Segundo o portal Metrópoles, ele estava internado no Hospital Regional da Asa Norte (Hran), mas não resistiu aos ferimentos e veio a óbito nesta madrugada.
'MORTE AO XANDÃO'
Testemunhas relataram que ao atear fogo em si, o homem gritou "morte ao Xandão", em referência ao ministro Alexandre de Moraes, do STF. A Polícia Militar do DF (PMDF) foi acionada ao local, apagou o fogo e chamou o Corpo de Bombeiros Militar do DF (CBMDF).

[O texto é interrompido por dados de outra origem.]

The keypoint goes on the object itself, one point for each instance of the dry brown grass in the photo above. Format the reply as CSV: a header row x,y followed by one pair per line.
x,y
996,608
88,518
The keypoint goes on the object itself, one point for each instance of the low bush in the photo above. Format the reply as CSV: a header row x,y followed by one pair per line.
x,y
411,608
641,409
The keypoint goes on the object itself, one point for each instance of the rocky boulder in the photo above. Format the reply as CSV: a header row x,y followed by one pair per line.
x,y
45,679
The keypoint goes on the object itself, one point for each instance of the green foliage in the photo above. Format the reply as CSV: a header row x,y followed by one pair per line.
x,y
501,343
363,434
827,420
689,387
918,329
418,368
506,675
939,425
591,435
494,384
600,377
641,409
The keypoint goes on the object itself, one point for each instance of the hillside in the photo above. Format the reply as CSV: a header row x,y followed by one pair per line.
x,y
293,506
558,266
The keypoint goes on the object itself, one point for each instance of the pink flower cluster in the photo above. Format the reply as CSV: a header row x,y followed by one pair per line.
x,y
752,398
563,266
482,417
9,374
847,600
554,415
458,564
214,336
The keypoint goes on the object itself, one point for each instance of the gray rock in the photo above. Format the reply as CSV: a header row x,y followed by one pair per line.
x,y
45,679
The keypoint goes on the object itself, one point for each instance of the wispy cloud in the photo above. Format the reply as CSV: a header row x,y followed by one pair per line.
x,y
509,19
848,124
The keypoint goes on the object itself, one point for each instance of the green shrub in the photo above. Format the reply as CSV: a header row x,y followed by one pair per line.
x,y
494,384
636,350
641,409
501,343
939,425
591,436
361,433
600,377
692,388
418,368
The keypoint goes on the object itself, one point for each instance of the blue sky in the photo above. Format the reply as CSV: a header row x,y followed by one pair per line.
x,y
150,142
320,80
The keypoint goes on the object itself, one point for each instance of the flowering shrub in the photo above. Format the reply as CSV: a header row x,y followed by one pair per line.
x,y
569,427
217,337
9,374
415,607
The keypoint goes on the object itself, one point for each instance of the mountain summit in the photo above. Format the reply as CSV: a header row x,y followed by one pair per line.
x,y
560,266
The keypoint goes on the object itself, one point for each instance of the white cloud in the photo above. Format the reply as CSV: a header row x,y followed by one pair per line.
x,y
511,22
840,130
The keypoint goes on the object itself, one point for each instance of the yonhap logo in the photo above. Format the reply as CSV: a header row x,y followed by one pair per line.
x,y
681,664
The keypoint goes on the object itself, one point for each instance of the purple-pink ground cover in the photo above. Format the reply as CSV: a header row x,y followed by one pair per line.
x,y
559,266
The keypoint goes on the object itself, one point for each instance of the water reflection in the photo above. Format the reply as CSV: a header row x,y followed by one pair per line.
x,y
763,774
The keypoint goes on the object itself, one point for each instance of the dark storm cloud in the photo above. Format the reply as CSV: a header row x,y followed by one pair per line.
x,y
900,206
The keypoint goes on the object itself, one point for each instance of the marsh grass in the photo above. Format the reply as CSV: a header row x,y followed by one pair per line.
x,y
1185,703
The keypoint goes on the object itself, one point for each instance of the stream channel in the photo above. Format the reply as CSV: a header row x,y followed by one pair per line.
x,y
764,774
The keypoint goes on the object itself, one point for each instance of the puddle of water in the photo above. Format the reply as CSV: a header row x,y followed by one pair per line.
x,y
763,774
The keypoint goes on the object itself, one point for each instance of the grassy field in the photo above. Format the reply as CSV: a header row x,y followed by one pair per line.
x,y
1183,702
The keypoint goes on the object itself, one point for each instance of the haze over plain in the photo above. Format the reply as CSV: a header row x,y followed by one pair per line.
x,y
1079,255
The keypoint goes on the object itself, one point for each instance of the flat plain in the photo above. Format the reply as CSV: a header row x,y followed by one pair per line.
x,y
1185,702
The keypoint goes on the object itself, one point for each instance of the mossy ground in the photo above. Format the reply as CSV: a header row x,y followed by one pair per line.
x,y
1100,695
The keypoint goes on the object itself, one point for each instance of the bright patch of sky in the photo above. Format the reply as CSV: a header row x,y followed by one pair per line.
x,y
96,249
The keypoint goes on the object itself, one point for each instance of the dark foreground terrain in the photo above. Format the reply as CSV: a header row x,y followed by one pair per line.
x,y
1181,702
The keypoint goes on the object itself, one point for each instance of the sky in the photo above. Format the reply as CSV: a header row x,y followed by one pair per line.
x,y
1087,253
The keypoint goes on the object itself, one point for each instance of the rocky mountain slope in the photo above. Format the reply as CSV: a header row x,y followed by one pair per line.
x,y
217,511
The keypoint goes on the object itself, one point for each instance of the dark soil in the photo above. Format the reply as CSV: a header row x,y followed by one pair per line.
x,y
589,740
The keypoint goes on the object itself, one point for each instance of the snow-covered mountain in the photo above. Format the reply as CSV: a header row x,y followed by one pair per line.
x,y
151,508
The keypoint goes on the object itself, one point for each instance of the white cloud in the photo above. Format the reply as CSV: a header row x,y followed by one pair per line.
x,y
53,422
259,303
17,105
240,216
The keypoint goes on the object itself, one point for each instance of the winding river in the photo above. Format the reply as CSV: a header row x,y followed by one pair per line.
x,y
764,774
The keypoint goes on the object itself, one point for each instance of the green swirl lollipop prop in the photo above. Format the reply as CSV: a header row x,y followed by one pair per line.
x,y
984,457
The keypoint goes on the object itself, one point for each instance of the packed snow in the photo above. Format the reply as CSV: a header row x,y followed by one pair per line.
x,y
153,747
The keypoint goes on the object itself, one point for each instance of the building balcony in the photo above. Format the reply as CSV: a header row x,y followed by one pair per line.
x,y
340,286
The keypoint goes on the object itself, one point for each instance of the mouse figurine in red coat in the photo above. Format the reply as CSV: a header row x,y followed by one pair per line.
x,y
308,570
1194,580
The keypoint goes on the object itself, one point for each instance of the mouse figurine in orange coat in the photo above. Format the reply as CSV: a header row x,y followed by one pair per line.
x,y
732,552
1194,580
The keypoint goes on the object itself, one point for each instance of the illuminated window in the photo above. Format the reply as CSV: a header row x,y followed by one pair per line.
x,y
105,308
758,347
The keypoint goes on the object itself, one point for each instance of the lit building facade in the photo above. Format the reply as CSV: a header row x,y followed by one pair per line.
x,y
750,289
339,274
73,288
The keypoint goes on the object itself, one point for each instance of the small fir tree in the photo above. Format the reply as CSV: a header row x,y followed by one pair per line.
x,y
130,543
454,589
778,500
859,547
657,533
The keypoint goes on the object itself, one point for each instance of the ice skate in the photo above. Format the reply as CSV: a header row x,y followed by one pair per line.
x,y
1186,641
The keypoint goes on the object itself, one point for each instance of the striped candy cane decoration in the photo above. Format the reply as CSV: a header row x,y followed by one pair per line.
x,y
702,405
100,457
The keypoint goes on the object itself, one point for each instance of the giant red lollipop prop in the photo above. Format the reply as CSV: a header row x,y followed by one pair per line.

Segundo as autoridades, foram encontrados diversos papéis em possem do homem, natural de Botucatu (SP), com fotos de pessoas como Johann Georg Elser, que tentou matar o ditador nazista Adolf Hitler.
Com ele, também encontram imagens do ex-presidente da África do Sul, Nelson Mandela, além de Claus von Stauffenberg, conhecido por comandar a Operação Valquíria, montada para assassinar Hitler.
Em todas a fotos, estava escrita a frase "perdeu, mané", para referenciar o que disse o ministro Luís Roberto Barroso quando abordado por um bolsonarista em Nova York.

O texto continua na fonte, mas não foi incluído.